Subclassing the window means that we redirect the window message procedure of the found window to our own, custom window procedure. This new procedure checks for WM_LBUTTONDOWN and WM_LBUTTONUP messages. Then the click position is checked and discarded if within the rectangle area of the Start and/or Close button. If the position is outside the calculated rectangles, the original window procedure is called.

The demo code

public partial class StartButtonControl : Form
{
    StartButtonWM65.hwndutils _hwndutils = new StartButtonWM65.hwndutils();
    private bool _bInitializing = true;
    public StartButtonControl()
    {
        InitializeComponent();
        this.chkDisableStartButton.Checked = this._hwndutils.StartButtonDisabled;
        _bInitializing = false;
    }

    private void chkDisableStartButton_CheckStateChanged(object sender, EventArgs e)
    {
        if (_bInitializing)
            return;
        this._hwndutils.StartButtonDisabled = chkDisableStartButton.Checked;
    }

    private void mnuExit_Click(object sender, EventArgs e)
    {
        _hwndutils.Dispose();
        Application.Exit();
    }

    private void StartButtonControl_Closing(object sender, CancelEventArgs e)
    {
        _hwndutils.Dispose();
        Application.Exit();
    }

    private void chkCloseButton_CheckStateChanged(object sender, EventArgs e)
    {
        if (_bInitializing)
            return;
        this._hwndutils.CloseButtonDisabled = chkCloseButton.Checked;
    }
}

As you see, the usage of the class hwndutils is very simple.

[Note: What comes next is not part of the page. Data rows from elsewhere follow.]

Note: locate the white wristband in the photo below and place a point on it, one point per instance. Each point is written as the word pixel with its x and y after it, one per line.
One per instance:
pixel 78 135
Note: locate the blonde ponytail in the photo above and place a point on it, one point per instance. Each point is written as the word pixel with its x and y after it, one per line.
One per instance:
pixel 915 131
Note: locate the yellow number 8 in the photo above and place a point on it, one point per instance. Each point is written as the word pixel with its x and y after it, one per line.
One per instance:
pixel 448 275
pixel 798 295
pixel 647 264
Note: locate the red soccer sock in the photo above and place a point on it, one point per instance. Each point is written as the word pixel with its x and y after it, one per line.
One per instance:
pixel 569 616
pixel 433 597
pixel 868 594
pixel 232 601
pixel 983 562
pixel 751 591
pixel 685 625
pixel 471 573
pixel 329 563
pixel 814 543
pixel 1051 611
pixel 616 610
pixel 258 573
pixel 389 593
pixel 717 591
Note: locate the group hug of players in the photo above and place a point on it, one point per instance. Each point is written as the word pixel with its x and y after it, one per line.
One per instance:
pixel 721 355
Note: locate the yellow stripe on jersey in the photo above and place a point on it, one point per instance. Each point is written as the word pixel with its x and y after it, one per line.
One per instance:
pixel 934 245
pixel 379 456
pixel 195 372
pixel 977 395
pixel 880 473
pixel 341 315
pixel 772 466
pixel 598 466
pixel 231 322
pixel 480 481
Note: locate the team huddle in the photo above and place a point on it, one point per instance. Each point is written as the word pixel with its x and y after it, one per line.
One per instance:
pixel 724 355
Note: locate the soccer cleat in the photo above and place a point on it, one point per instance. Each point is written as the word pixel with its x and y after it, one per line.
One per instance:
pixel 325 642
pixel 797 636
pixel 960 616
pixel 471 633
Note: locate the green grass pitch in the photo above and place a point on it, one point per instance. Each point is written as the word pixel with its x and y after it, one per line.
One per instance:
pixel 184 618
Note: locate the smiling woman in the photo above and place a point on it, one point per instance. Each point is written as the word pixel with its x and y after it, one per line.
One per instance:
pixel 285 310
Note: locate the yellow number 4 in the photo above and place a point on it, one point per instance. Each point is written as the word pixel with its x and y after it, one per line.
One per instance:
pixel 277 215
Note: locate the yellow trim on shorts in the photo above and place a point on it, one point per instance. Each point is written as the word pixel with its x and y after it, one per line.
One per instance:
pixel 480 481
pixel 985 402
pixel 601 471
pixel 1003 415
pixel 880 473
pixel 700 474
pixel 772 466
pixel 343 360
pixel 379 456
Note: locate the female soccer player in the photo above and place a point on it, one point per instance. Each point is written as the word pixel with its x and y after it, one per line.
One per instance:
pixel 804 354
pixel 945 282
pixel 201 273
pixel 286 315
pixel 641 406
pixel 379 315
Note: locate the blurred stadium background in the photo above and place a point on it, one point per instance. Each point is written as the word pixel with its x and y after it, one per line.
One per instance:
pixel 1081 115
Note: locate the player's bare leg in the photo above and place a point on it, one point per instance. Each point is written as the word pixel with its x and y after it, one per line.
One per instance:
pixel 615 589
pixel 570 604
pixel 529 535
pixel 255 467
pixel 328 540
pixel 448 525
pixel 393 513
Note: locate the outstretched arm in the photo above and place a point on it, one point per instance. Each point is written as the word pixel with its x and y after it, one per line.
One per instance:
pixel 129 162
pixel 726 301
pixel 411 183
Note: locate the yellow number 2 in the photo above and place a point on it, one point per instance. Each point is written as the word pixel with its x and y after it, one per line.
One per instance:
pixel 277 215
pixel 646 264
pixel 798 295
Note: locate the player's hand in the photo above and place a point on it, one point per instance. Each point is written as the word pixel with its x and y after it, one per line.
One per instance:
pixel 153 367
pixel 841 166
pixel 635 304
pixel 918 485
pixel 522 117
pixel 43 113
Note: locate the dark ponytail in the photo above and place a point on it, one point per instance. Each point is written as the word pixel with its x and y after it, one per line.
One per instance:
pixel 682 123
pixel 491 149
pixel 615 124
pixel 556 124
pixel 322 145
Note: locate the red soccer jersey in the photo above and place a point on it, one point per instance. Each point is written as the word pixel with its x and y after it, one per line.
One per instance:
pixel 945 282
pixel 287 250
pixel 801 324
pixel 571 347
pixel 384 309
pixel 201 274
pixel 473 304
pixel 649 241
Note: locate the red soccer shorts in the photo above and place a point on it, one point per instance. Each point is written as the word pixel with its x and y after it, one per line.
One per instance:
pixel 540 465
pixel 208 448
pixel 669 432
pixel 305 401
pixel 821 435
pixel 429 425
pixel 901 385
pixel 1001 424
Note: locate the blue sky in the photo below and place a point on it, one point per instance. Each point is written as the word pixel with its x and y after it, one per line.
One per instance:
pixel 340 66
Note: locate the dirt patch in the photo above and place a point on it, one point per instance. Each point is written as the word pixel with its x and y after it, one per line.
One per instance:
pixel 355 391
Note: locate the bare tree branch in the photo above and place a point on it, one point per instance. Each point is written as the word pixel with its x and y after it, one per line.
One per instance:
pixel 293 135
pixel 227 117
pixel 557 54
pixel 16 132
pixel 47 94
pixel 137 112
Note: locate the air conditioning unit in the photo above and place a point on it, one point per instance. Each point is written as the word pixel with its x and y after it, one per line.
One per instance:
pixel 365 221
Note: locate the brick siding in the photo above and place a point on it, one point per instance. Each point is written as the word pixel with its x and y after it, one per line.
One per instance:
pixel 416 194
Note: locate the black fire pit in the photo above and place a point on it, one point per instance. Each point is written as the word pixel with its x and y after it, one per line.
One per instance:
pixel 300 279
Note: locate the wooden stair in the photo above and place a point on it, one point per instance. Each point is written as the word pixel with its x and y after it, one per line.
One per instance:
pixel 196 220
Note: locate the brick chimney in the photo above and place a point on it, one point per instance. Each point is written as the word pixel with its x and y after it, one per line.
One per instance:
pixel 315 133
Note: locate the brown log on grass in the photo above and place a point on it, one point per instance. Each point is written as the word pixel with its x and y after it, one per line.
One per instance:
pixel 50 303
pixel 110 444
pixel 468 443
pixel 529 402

Dont forget to Dispose the hwndutils object before you exit your app.

Downloads
Visual Studion 2008 solution with demo project targeting Windows Mobile 6 SDK: DOWNLOAD:StartButtonHookWM65 VS2008 source code and demo project - (Hits: 2858, size: 18.53 kB)

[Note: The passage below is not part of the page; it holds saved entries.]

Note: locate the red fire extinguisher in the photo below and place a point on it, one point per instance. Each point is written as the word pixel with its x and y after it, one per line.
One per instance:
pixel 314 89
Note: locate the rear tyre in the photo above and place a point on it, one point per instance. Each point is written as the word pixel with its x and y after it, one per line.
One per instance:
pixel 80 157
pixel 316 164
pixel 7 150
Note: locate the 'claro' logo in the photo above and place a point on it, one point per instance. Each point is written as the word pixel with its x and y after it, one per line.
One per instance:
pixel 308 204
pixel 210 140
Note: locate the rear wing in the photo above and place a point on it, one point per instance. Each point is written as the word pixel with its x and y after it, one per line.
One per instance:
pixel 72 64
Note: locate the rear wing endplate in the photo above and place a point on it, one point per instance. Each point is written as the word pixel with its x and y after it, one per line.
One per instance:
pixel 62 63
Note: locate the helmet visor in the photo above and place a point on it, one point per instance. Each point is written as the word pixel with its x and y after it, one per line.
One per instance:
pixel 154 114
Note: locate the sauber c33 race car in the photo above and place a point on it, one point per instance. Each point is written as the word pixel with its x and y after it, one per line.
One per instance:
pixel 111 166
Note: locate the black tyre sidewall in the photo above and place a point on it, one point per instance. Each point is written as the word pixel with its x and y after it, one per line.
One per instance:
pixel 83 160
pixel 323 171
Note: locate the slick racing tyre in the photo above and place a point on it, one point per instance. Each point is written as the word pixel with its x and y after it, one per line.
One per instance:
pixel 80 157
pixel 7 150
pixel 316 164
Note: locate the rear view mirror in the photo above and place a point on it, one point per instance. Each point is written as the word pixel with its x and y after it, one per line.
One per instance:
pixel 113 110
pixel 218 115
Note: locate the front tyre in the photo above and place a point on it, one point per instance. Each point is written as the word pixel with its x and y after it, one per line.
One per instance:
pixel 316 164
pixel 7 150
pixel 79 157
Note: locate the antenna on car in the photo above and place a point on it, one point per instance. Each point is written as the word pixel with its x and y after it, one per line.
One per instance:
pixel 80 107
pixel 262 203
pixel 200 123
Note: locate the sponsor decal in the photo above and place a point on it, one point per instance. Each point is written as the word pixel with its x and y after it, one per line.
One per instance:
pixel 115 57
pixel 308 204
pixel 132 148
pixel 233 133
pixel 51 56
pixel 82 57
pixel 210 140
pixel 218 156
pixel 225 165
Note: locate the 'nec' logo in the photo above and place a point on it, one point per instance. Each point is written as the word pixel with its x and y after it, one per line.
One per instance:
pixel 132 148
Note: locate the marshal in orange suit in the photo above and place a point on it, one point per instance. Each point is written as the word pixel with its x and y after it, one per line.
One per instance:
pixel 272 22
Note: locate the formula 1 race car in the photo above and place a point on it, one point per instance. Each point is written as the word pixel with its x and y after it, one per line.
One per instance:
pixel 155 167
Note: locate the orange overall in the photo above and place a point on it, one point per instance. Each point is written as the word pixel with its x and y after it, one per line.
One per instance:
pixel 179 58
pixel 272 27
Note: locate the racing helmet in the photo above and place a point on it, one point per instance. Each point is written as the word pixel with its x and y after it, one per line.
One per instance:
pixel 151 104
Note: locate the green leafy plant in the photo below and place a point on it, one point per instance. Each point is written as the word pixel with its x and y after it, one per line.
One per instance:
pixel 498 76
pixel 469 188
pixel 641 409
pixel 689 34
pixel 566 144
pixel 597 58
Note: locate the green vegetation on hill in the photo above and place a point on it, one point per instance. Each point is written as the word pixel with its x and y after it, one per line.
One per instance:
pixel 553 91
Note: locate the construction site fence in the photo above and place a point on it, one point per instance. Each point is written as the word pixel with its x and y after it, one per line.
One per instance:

Thanks to redwolf2222 for the great idea.

2 Comments

  1. Samran says:

    Is it possible to reduce size of the menu bar?

    I’ve tried to run application that developped for WM6.1 and I founded that the menu bar is overwrite some customer button.

  2. admin says:

    Hello Samran

    there are posts where the taskbar (top line) is ‘hidden’ by moving it outside the screen (SetWindowPos with the handle to HHTaskbar). But I have not yet seen any one tried to resize the taskbar.
    I assume there will be no working solution resizing the menu_worker or toolbar32 window. Resizing would mean you have to rewrite the WM_PAINT message code without really knowing what to draw. Possibly you will get a somehow working result, if you enable textmode menu and hide start and close button.
    I would go another way and write a fullscreen app covering the whole screen (see my fullscreen engine class: http://www.hjgode.de/wp/2010/09/02/mobile-development-yet-another-kiosk-mode-library/). Then you mimic the menu bar if needed with two buttons at the bottom of the form. To mimic the start button function you have to send a keyboard event for VK_LWIN.
    Windows Mobile is not that flexible as you need it.